Rain droplets exist at levels within clouds where warm air is present, generally toward the base of the cloud.  At the top of massive storm clouds, temperature readings can dip as low as -60 to -75 degrees Fahrenheit. Updrafts come into play by forcing liquid rain droplets upward into the colder regions of the clouds. The rain droplet is eventually pushed to a height where it becomes super-cooled, meaning it remains a liquid at a temperature below the freezing point.  

Eventually, the super-cooled droplets come into contact with condensation nuclei, which are generally tiny atmospheric aerosols such as dust, soot or even sea spray. The droplets freeze on contact with the particle producing a tiny ball of ice. The storms updraft continues to force the newly formed ice crystals upward. As it rises, it encounters more super-cooled water droplets, which freeze on contact. More and more super-cooled droplets accrete on the frozen droplet as it rises, causing the ball of ice to grow in size.  
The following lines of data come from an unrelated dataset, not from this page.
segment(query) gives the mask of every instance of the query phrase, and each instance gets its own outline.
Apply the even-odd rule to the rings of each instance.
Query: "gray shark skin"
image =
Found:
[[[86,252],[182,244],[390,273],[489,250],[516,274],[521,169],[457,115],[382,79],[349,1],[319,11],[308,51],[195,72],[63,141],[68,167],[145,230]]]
Hailstones feature rings just like trees, these rings are caused by differences in temperature at different levels within a cloud. If the accretion is occurring in areas of warmer temperatures, air can escape, and the ice layer will be clear. In contrast, at colder temperatures, the air is trapped by the rapid freeze, producing a layer of opaque ice. Also, forming hailstones are certainly not always symmetrical spheres. The spinning and random motions of the stones within the cloud can cause ice to accrete more heavily on one side of the hailstone or the other. The hailstones can even feature points or spikes.

The size of a hailstone is correlated with the strength of the updraft. Stronger updrafts are able to push hailstones higher into the cloud, allowing for more ice accretion. This makes sense as hail is more frequently seen in powerful storms known as super cells, which tend to contain stronger updrafts than normal storms. 

However, in the end, gravity wins out. The hailstone becomes so heavy that the rising air can no longer support it and it plummets to the Earth at speeds of up to 106 mph. At these speeds the stones can easily reach the ground without melting in the balmy summer air of the lower atmosphere. 

While hailstones in the U.S. are usually less than .75 inches, about the size of a penny, they can grow to a diameter as big as a CD, causing injuries and massive damage to automobiles and homes. In 2018, hail alone caused around $810 million in damage in the U.S., and in hyperactive years such as 2016, damage totals can reach several billion dollars.  

So always be sure keep an eye out for severe watches and warnings if storms are expected to be in your area, as they can save both property and lives.